Essentially, this can be proved by dividing the integral interval into $(0,1/100)$, $(1/100,10000)$ and $(10000,\infty)$ and bound the integrand $e^{-x}/ \Gamma(x)$ with simpler functions on each part.

For the lower bound we don't really need to get into the details. There are software that can automatically compute guaranteed numeric upper and lower bounds of integrals. This type of methods are called validated numerics. One such software is arblib.

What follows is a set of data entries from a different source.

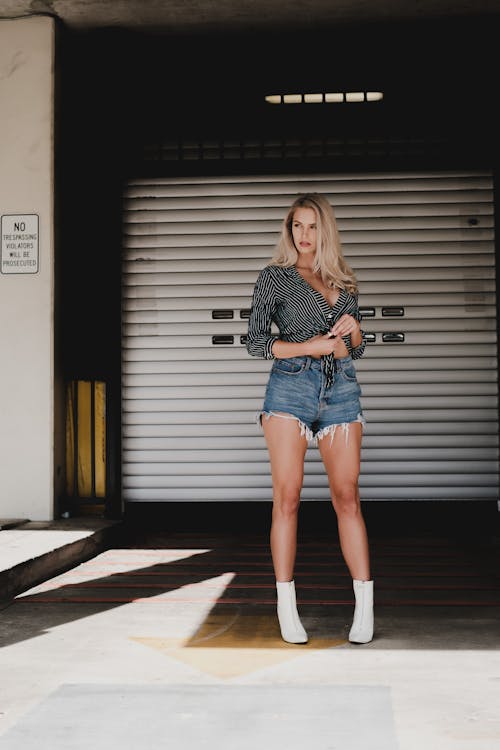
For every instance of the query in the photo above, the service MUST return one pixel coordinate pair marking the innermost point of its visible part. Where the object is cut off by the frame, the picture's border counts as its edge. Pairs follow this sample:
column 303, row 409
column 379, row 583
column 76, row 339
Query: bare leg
column 341, row 457
column 287, row 449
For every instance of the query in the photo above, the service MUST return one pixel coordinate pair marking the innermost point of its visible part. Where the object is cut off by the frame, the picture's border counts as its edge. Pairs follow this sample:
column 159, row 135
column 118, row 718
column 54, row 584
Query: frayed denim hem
column 304, row 429
column 344, row 426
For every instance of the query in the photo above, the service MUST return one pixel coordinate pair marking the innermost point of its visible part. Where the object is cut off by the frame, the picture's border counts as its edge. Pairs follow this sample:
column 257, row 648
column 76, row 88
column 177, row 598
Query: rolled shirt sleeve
column 355, row 351
column 260, row 340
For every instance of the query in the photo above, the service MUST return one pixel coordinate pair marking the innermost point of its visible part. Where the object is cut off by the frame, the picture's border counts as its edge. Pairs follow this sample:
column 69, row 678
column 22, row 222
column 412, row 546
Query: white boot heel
column 290, row 625
column 362, row 626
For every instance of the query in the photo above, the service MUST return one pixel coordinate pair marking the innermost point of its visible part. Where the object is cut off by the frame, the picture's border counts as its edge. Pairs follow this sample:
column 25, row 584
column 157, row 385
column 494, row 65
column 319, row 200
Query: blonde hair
column 329, row 260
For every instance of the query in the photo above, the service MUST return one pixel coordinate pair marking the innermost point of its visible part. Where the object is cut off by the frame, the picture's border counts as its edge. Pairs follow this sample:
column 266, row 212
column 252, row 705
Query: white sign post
column 19, row 236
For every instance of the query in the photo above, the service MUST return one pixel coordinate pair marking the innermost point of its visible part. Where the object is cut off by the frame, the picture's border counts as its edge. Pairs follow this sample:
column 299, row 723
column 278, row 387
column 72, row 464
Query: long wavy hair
column 329, row 260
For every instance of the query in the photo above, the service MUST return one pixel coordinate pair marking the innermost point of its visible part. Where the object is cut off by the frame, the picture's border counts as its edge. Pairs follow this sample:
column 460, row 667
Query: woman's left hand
column 345, row 326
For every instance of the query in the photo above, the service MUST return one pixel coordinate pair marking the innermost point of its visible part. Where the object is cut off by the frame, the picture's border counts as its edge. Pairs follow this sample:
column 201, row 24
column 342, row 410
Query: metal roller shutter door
column 422, row 245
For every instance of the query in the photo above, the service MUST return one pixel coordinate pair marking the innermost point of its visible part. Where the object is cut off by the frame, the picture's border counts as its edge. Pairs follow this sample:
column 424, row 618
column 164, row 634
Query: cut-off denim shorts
column 296, row 389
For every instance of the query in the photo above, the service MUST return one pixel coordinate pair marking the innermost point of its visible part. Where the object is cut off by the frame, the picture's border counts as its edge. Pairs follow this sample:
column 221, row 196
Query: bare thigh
column 287, row 449
column 341, row 458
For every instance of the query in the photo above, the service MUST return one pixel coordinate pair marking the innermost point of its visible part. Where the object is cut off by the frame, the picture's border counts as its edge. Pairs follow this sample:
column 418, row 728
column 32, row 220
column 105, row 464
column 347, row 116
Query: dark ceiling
column 204, row 16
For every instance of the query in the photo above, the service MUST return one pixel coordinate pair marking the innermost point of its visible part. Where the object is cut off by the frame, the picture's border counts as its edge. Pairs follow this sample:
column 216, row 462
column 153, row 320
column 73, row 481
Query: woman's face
column 304, row 230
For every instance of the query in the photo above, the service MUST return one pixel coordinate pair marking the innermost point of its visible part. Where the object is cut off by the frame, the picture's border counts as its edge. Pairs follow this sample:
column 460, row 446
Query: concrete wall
column 31, row 465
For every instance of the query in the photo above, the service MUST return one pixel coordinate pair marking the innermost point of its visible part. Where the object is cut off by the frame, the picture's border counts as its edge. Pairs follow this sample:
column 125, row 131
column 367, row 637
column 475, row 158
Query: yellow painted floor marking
column 230, row 644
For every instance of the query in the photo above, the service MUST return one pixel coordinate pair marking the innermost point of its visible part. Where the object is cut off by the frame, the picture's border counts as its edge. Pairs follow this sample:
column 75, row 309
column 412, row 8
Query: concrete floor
column 134, row 633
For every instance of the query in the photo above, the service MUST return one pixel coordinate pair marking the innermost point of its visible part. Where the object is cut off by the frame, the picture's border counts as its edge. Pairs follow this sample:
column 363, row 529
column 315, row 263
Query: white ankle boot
column 362, row 626
column 290, row 625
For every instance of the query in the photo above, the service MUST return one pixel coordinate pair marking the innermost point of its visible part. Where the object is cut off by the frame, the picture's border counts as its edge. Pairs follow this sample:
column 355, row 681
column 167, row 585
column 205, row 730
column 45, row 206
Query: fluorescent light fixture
column 337, row 97
column 313, row 98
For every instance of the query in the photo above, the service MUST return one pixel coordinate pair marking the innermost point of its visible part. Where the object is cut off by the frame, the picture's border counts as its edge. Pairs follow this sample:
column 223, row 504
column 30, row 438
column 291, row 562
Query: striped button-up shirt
column 282, row 296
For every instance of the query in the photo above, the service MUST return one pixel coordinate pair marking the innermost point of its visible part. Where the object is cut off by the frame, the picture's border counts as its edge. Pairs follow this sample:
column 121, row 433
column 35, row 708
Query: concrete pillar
column 31, row 433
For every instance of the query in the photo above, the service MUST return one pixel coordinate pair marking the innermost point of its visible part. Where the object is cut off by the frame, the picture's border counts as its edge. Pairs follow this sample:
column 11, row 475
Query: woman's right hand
column 323, row 344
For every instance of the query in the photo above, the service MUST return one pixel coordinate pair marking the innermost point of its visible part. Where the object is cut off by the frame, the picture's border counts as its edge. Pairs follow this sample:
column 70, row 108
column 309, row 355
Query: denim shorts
column 296, row 389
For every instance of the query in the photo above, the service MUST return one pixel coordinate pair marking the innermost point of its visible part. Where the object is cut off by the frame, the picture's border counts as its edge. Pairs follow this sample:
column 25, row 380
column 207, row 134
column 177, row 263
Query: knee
column 286, row 501
column 346, row 501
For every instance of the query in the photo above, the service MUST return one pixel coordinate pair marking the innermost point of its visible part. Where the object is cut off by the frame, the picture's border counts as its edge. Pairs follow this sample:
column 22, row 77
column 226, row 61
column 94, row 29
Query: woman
column 310, row 293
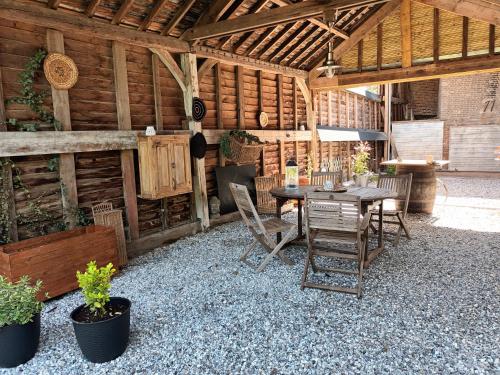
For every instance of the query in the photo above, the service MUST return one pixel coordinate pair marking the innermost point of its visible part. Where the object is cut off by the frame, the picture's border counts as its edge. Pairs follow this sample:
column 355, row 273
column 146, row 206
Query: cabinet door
column 165, row 186
column 180, row 162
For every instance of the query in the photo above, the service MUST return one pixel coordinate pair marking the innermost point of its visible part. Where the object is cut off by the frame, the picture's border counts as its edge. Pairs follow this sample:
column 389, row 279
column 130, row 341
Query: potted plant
column 19, row 321
column 240, row 146
column 102, row 324
column 361, row 161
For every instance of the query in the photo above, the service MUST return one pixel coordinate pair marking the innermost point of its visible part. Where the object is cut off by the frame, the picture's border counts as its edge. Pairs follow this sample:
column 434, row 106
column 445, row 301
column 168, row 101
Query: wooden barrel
column 423, row 187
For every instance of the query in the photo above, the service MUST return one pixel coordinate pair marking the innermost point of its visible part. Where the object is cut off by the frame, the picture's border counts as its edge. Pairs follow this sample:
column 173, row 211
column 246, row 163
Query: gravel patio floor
column 429, row 306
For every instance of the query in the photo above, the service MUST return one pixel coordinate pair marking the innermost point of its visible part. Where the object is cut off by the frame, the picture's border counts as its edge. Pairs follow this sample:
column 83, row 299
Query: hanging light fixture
column 330, row 67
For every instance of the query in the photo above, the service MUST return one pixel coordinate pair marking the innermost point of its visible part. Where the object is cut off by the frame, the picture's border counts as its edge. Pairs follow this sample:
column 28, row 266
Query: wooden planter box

You can access it through SageMath.

The following code proves the lower bound.

low=RBF(CBF.integral(lambda x, _: (e^(-x))/gamma(x), 1/100, 5))
phi=RBF((1+sqrt(5))/2)
low > 1/phi

The output is True.

For the upper bound, we use the following inequalities $$ e^{-x}/\Gamma(x) \le x, \qquad x \in (0,1/100) $$ and $$ e^{-x}/\Gamma(x) \le e^{-x}, \qquad x \in (10000,\infty) $$ So the following code proves the upper bound.

p1=RBF(CBF.integral(lambda x, _: x, 0, 1/100))
p2=RBF(CBF.integral(lambda x, _: (e^(-x))/gamma(x), 1/100,10000))
p3=RBF(integral(e^(-x), x,10000,oo))
up=RBF(1/41*(24+sqrt(2)))
up > p1+p2+p3

The output is again True.

---

If one want an completely analytic proof, for the lower bound one can use the inequality $$ f(x):=e^{-x}/\Gamma(x) \ge f_{1,2,5}(x) $$ where $f_{1,2,5}(x)$ is the Pade approximant of order $(1,2)$ at $x=5$. Since $f_{1,2,5}(x)$ is a rational function, one can do integrate it on $(1/100,5)$ exactly and get an analytic lower bound.